Scott Fluhrer
4/29/2011 5:08:00 PM
"Owner" <Owner@Owner-PC.com> wrote in message
news:pan.2011.04.29.16.16.12.154000@Owner-PC.com...
> On Fri, 29 Apr 2011 16:23:15 +0100, Ben Bacarisse wrote:
>
>> Owner <Owner@Owner-PC.com> writes:
>> <snip>
>>> Yes exactly, preserving order like that but with large data
>>> like unicode mapping. data structure preserving the inorder
>>> of character( character has its own value according
>>> character set but when inserted the character in some
>>> sort of data structure, it preserves inorder ) with able
>>> to search the character efficiently.
>>
>> I'm still not sure what you want. In particular what is "Unicode
>> mapping"? Presumably it maps Unicode code points to ... what?
>>
>> Anyway, any data structure that supports the mapping you want can be
>> made to record the insertion order, simply by maintaining a list at the
>> same time. This so simple that I image it is not what you want but I
>> can't tell. Why not say what the actual problem is that needs to be
>> solved?
>
> Trying to build tr unix tool that supports unicode.
>
> ascii is 128 characters so a array can hold characters.
>
> unicode is a little over 10,000 characters.
Unless you are on a strictly constrained environment, there is no problem
having an array with 65,536 elements. I wouldn't even bother trying to
limit it to 10,000; memory is cheap enough that it doesn't warrent your time
to reduce the size of the array to the unicode characters you'll actually
see.
>
> thought a binary tree could be right structure. but then
>
> I need preserve order which character goes in first.
Why does 'tr' need to remember the order that the characters were specified?

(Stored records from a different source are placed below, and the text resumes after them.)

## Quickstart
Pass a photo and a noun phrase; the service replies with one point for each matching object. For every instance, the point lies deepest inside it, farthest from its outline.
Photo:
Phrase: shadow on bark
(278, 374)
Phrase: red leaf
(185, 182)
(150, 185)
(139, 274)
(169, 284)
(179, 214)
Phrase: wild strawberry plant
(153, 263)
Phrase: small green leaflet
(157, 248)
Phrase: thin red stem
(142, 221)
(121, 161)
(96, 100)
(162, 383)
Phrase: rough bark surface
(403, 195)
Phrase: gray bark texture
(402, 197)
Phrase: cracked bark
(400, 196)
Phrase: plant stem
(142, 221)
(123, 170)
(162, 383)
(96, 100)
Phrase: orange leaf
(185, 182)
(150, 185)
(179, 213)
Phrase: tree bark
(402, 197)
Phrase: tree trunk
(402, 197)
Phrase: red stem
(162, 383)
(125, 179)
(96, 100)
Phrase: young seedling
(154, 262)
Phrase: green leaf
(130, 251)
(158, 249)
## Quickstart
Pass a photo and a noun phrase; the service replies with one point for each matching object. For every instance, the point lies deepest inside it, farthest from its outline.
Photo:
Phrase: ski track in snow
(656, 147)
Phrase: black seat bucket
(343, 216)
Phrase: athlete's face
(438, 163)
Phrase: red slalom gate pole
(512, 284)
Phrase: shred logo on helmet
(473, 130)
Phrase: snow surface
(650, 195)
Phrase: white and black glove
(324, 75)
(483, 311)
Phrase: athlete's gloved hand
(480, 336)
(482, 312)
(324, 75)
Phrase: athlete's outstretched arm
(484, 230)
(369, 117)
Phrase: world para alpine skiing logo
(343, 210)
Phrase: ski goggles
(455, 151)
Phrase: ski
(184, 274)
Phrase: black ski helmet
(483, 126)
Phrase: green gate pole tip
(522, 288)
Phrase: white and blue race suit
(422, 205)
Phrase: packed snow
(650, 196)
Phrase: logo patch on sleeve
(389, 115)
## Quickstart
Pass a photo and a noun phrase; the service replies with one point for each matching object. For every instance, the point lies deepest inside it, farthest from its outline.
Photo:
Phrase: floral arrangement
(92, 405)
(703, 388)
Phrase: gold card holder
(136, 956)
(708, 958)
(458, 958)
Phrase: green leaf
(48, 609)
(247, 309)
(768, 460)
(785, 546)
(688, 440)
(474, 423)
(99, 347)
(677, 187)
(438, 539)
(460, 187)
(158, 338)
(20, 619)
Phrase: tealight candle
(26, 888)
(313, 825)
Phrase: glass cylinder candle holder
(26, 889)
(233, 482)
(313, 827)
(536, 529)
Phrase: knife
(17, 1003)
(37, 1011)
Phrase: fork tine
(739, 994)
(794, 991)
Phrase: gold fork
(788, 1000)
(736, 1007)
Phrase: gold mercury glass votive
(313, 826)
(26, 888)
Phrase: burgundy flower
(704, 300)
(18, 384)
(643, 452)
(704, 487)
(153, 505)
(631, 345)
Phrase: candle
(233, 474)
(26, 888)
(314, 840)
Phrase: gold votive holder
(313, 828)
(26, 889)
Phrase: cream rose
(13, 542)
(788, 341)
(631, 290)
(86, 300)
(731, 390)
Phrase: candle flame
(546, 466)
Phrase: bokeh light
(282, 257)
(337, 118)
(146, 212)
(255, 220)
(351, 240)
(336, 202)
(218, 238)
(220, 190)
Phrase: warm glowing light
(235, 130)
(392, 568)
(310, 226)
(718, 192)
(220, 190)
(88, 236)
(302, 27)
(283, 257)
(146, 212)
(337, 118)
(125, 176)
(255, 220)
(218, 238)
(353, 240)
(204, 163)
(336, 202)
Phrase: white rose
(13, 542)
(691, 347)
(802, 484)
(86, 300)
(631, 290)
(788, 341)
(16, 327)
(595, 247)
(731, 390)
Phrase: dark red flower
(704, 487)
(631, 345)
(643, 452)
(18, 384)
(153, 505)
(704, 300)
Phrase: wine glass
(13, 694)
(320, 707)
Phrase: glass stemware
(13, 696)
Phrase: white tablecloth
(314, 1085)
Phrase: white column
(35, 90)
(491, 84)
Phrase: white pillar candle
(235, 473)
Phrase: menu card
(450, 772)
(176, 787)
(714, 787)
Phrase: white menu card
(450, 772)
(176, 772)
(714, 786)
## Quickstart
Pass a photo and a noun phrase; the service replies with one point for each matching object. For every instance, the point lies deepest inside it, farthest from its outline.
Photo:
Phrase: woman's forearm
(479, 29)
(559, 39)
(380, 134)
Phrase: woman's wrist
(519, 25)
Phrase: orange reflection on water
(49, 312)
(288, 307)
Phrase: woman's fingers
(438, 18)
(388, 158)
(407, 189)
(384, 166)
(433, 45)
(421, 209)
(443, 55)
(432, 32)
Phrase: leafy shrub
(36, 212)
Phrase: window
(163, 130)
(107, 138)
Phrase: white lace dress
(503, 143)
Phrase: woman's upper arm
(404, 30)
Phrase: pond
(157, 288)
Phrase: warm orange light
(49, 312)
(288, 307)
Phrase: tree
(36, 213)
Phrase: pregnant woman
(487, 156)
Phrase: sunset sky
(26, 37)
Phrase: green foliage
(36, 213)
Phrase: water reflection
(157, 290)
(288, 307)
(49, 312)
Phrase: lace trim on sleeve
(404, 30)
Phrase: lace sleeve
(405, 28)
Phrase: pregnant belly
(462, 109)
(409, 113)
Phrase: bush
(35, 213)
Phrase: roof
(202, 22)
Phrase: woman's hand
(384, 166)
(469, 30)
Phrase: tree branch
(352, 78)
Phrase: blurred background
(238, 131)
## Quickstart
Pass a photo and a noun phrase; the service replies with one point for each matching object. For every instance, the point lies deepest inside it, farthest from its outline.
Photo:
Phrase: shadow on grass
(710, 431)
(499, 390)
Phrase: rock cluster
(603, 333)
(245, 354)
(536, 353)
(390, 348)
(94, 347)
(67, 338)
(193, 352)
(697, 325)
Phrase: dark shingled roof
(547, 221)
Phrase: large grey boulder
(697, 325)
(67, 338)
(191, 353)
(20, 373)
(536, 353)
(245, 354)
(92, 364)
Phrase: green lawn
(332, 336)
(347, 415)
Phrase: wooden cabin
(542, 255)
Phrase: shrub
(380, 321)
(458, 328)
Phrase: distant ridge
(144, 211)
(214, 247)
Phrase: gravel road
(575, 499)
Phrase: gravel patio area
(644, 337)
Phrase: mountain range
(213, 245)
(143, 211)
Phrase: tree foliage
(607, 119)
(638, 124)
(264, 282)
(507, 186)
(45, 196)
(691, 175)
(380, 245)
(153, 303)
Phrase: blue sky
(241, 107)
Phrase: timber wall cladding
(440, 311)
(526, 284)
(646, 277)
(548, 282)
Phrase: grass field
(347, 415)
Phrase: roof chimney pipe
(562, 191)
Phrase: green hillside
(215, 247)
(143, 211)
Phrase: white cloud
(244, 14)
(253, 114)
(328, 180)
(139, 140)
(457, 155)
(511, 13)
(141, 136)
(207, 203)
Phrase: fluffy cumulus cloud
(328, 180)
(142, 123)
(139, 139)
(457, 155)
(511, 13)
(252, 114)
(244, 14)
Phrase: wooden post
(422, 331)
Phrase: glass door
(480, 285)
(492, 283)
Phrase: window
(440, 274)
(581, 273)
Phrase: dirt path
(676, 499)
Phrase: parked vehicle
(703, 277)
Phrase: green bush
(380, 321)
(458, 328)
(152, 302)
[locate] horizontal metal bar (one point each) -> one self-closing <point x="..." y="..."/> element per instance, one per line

Or, is it possible that a single unicode character might be converted into
multiple (in which case you'll need to remember the order of the replacement
characters)? If the latter, that's easy enough; each array element might
point to a string of unicode characters.
Remember, on today's processors, memory is cheap (unless, again, you're in a
constained environment). If throwing a few megabytes at the problem saves
you time (designing, programming, debugging), it's a good tradeoff.
>
> Thank you for replies by the way.
>